Energy Networks
Energy networks are really a fancy name for your propulsion system. The reason we call them a network rather than “engine” or the like is that it encompasses far more than that. These “energy networks” are the complex systems that future aircraft will incorporate that can reduce or eliminate fuel burn. For example if you have a hybrid gas-electric aircraft you don’t have just an engine. You have an engine, a motor, batteries, a generator, a gearbox, a propeller or ducted fan, wiring, electronics… and that doesn’t include the parts inside the internal combustion engine. Modeling these systems completely is essential in designing such a vehicle.
To do this we depart from the typical SUAVE structure of analyses and methods. This was done because we want to look at each component of the network individually. All components behave in their own ways. The purpose of the network is to link together every component in the system to work together.
File Structure
One of the biggest sources of confusion for energy networks is the file structure. The files for every part of a network are located at trunk/SUAVE/Components/Energy. Within that we have several subfolders.
/Converters
Converters are defined as component that takes energy or power from one form to another. It could be electrical to mechanical, or even chemical to mechanical, etc.. Examples in this folder include a motor, a solar panel, and the compressor section of a jet engine.
/Distributors
Distributors move power from one part of the network to another. The common use of this is an electronic speed controller for a small UAV.
/Networks
This is where all the “Network” scripts that tie together all of the pieces are kept. Examples in here are a turbofan network.
/Peripherals
Peripherals are items that rely on the network but do not produce thrust or power for the vehicle. For example, avionics require electricity which must be accounted for.
/Processes
Processes are non tangible parts of a network that are necessary. For example the process is thrust. This function is useful for jet engines to combine and dimensionalize the final thrust once all the components are combined in the network.
/Storages
Storages, for now, include batteries. However, in the future we could have fuel tanks here. Currently fuel is only handled as a mass variation.
Component Example
Below is a simple example of the most basic energy component in SUAVE. All energy components are classes. The A solar panel is a converter since it converts a photonic flux calculated by a solar radiation model and converts it to a power.
# Solar_Panel.py
#
# Created: Jun 2014, E. Botero
# Modified: Jan 2016, T. MacDonald
# ----------------------------------------------------------------------
# Imports
# ----------------------------------------------------------------------
# suave imports
import SUAVE
from SUAVE.Components.Energy.Energy_Component import Energy_Component
# ----------------------------------------------------------------------
# Solar_Panel Class
# ----------------------------------------------------------------------
class Solar_Panel(Energy_Component):
def __defaults__(self):
self.area = 0.0
self.efficiency = 0.0
def power(self):
# Unpack
flux = self.inputs.flux
efficiency = self.efficiency
area = self.area
p = flux*area*efficiency
# Store to outputs
self.outputs.power = p
return p
These classes contain functions that simulate a process. Multiple functions can exist within a component. This component has defaults, inputs, and outputs. Defaults are provided that give the user an idea of what the fixed parameters of the component are. These values are set when initializing a vehicle. This is the recipe that all energy components are built off.
Network Scripts
Network scripts are the link between these components. The network script allows you to reconfigure the connection between components to create your dream propulsion system. These must be logically created as components have set inputs and outputs. For example, you can’t magically go from a battery to a propeller without anything in between. Some knowledge of the inputs and outputs are necessary, however they’re generally quite intuitive. One interesting avenue for SUAVE is that you can create networks of networks.

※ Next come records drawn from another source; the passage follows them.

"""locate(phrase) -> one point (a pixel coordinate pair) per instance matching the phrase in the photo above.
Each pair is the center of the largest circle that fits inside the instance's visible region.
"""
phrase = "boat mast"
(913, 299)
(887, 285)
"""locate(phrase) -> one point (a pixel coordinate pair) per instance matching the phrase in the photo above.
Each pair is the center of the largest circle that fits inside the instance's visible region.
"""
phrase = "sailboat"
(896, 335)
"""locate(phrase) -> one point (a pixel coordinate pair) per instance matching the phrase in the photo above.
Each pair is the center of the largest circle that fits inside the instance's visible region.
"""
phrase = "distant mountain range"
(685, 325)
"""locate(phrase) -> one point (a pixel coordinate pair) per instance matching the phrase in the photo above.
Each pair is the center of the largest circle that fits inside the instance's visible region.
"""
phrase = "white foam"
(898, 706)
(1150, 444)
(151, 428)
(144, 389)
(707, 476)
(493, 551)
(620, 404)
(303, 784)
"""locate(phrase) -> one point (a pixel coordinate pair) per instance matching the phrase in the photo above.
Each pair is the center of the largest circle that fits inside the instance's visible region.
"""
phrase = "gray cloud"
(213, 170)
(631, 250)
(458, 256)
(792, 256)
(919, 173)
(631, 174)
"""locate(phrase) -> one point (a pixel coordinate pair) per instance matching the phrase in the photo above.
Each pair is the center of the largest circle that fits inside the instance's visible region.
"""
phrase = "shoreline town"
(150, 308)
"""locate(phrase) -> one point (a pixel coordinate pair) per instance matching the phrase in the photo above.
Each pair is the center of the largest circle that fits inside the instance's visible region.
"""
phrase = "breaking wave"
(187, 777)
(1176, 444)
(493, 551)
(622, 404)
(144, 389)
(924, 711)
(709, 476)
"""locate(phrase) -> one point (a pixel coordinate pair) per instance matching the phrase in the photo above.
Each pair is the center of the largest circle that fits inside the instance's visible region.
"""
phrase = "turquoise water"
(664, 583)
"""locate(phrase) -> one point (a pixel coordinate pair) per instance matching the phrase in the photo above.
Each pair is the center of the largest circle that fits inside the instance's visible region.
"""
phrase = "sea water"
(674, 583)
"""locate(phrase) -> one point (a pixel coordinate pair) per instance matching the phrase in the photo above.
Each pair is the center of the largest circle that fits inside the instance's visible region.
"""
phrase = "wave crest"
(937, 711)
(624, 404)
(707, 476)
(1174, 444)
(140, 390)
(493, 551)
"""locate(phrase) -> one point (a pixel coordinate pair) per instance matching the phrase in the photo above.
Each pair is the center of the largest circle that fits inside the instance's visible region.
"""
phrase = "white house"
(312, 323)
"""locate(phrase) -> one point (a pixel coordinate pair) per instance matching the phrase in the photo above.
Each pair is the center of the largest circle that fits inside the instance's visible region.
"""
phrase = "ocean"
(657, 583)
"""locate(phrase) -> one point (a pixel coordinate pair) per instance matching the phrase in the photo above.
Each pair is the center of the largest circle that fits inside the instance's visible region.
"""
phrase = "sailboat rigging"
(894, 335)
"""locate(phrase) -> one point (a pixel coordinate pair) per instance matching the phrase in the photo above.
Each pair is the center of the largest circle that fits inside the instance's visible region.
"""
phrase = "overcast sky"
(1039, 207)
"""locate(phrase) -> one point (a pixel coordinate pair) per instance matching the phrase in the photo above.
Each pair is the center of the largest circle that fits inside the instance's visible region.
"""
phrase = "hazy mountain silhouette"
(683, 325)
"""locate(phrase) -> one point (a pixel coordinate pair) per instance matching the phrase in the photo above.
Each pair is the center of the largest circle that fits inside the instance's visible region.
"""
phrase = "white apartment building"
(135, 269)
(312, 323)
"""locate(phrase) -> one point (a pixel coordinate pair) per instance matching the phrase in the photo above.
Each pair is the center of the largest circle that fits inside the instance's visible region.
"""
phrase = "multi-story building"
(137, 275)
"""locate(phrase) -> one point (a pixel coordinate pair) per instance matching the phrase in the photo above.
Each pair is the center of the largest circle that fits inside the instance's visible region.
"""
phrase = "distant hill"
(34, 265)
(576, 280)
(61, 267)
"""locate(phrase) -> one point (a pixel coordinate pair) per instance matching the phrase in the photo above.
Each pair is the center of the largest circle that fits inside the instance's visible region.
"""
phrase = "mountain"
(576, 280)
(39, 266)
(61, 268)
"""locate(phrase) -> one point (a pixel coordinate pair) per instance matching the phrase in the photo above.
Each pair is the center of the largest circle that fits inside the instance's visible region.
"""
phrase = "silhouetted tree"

The linking process works like this:
# step 1
solar_flux.solar_radiation(conditions)
# link
solar_panel.inputs.flux = solar_flux.outputs.flux
# step 2
solar_panel.power()
# link
solar_logic.inputs.powerin = solar_panel.outputs.power
Notice the first step above is to calculate the solar radiation. Once the solar radiation is calculated the components are linked and step 2 can continue with the the power being calculated. From there a solar logic component will use that power.
The other main hallmark of a network is that they are called at every point in the mission to calculate the state of the system. Given some conditions data that defines the state of the vehicle the components must provide back to the mission being solved a thrust force and a mass rate. Other outputs can be stored back to conditions, however a thrust and a mass rate must be returned.
Vehicle Script Setup of a Network
Here we will provide a snippet of the turbofan setup for a B737.
# ------------------------------------------------------------------
# Component 3 - Low Pressure Compressor
# instantiate
compressor = SUAVE.Components.Energy.Converters.Compressor()
compressor.tag = 'low_pressure_compressor'
# setup
compressor.polytropic_efficiency = 0.91
compressor.pressure_ratio = 1.14
# add to network
turbofan.append(compressor)
In the above example, a compressor is added to the network. The compressor is tagged as the low_pressure_compressor to distinguish it from the high pressure compressor. The polytropic efficiency and pressure ratio are set. Finall it is appended to the network.